Kevin Taft, ancien chef du Parti libéral de l’Alberta et auteur de l’ouvrage Oil’s Deep State, a écrit dans un article de Maclean’s : « Le lien entre les énergies fossiles et le réchauffement climatique est connu depuis les années 1980, tout comme la solution à ce même réchauffement : l’élimination progressive des combustibles fossiles. Plutôt que d’accepter les données scientifiques et de se tourner vers de nouvelles sources d’énergie, l’industrie pétrolière s’est lancée dans une campagne agressive pour dénigrer la science et promouvoir ses propres intérêts. »
Dans Oil’s Deep State, M. Taft dévoile les manœuvres de l’industrie pétrolière pour influencer les gouvernements et leur appareil, ainsi que les institutions publiques comme les universités. Dans les années 1980 et 1990, M. Taft écrit dans Maclean’s : « Les scientifiques universitaires et gouvernementaux ont mené des recherches ; des fonctionnaires ont préparé des plans et des lois pour réduire les émissions ; les partis politiques se sont engagés à agir ; et le Parlement du Canada a signé des accords internationaux sur les changements climatiques. » Puis, le gouvernement Harper s’est retiré du Protocole de Kyoto, a coupé le financement pour la recherche et a bâillonné les scientifiques. Depuis leur élection en 2015, les Libéraux fédéraux et le NPD de l’Alberta ont maintenu l’appui aux projets et aux infrastructures liés aux énergies fossiles.
Au début d’octobre, Julie Gelfand, commissaire fédérale à l’environnement, a donné au gouvernement une note d’échec sur les changements climatiques, en soulignant que seulement cinq des 19 services gouvernementaux examinés avaient évalué les risques climatiques et envisagé des moyens d’action.
M.Taft étudie aussi comment l’argent des pétrolières a compromis l’indépendance des universités. Un rapport récent publié par Alison Hearn, de la University of Western Ontario, appuyé par Gus Van Harten, de l’Université York, démontre que le financement accordé par Enbridge à l’University of Calgary a créé des conflits d’intérêts, compromis son indépendance et permis à l’entreprise d’influencer les prises de décision.

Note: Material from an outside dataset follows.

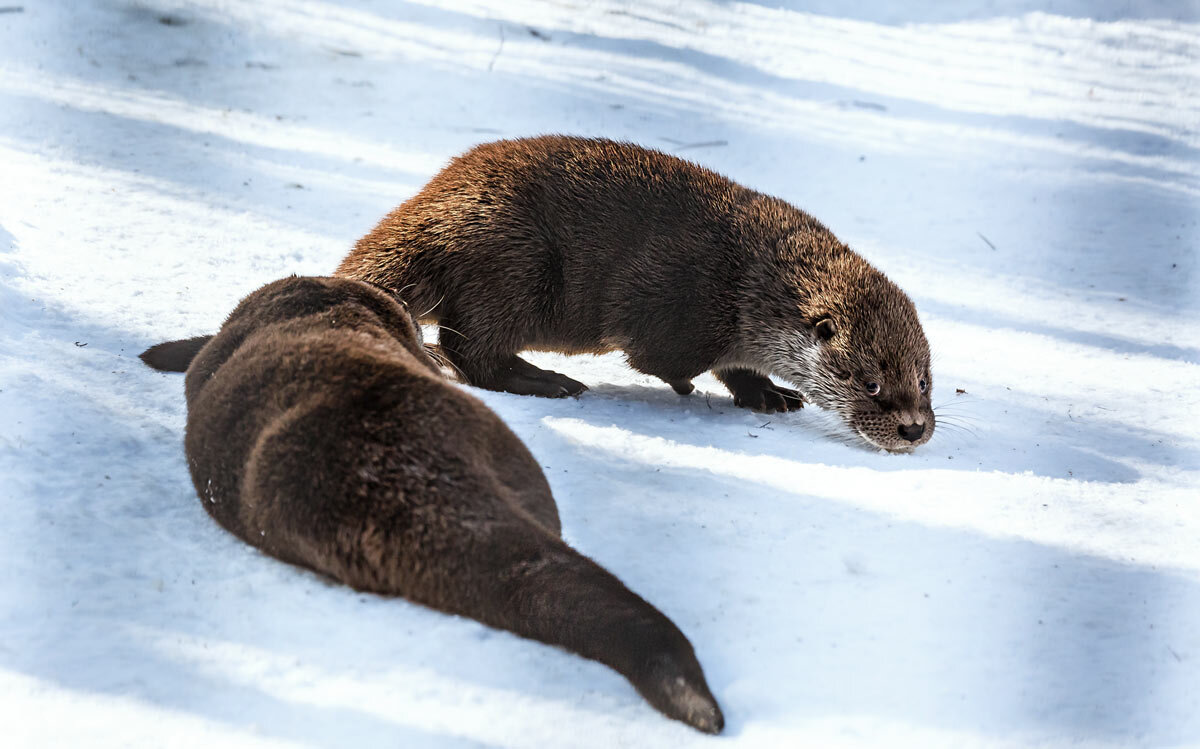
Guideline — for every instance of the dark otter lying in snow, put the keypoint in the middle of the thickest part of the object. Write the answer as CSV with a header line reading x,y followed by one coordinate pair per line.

Ce n’est pas la première fois que l’University of Calgary se fait prendre dans des scandales impliquant l’industrie pétrolière. En 2004, Barry Cooper, professeur de sciences politiques, a ouvert des comptes de recherche pour acheminer secrètement des dons, principalement versés par l’industrie gazière et pétrolière, au groupe bien mal nommé Friends of Science pour soutenir ses efforts destinés à contester la science climatique et à promouvoir le rejet du Protocole de Kyoto.
M. Taft étudie aussi le cas de Bruce Carson, un conseiller principal du premier ministre Stephen Harper, qui a été mandaté pour ouvrir un institut de l’énergie à l’University of Calgary et qui, par la suite, a été accusé à trois reprises de lobbying illégal pour le compte de l’industrie pétrolière.

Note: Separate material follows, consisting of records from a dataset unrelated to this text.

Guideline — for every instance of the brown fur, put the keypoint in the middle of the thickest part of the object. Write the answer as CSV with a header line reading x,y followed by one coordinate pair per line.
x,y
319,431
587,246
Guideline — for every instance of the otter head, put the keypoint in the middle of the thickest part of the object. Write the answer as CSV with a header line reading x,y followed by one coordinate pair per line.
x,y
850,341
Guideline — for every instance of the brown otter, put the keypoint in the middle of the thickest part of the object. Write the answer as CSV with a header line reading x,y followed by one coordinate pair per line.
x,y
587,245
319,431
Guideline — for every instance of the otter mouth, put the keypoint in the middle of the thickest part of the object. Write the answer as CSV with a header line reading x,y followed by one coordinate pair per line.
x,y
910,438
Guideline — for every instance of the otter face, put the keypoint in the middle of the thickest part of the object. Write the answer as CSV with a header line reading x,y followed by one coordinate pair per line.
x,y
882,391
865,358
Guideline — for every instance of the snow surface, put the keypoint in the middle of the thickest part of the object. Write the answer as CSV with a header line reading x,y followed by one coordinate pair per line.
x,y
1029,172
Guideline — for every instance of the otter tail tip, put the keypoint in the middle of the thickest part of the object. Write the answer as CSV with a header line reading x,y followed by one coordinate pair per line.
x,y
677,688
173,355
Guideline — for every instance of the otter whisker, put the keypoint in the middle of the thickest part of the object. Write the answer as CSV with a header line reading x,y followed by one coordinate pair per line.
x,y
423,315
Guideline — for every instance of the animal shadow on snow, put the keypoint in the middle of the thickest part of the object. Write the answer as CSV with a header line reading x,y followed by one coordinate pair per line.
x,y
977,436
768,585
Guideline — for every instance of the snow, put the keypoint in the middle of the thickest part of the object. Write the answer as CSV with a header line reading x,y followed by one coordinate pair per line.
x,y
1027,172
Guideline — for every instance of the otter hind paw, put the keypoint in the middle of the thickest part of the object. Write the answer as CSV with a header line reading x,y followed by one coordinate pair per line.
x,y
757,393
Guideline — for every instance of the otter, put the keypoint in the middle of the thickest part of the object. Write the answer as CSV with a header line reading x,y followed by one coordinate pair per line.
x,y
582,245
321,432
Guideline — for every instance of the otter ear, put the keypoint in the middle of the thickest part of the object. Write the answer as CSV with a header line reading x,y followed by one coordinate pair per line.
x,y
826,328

Dans une entrevue accordée au Desmog Blog, M. Taf a déclaré : « Dès les années 1960, les universités constituaient la pierre angulaire d’une grande partie de la recherche sur le réchauffement planétaire. Pour gagner la bataille et retarder toute action contre ce réchauffement, l’industrie pétrolière devait accroître son influence dans les universités pour atténuer, déformer ou contrer toute information scientifique qu’elles publiaient. Elles ont réussi de façon significative. »
La démocratie fonctionne… si nous y participons. Mais, elle ne fonctionnera pas si nous sacrifions nos droits au profit des entreprises. Nous devons nous faire entendre au bureau de vote, mais aussi entre les élections. Nous devons rappeler aux politiciens que nous les soutiendrons à condition qu’ils fassent passer nos intérêts en premier.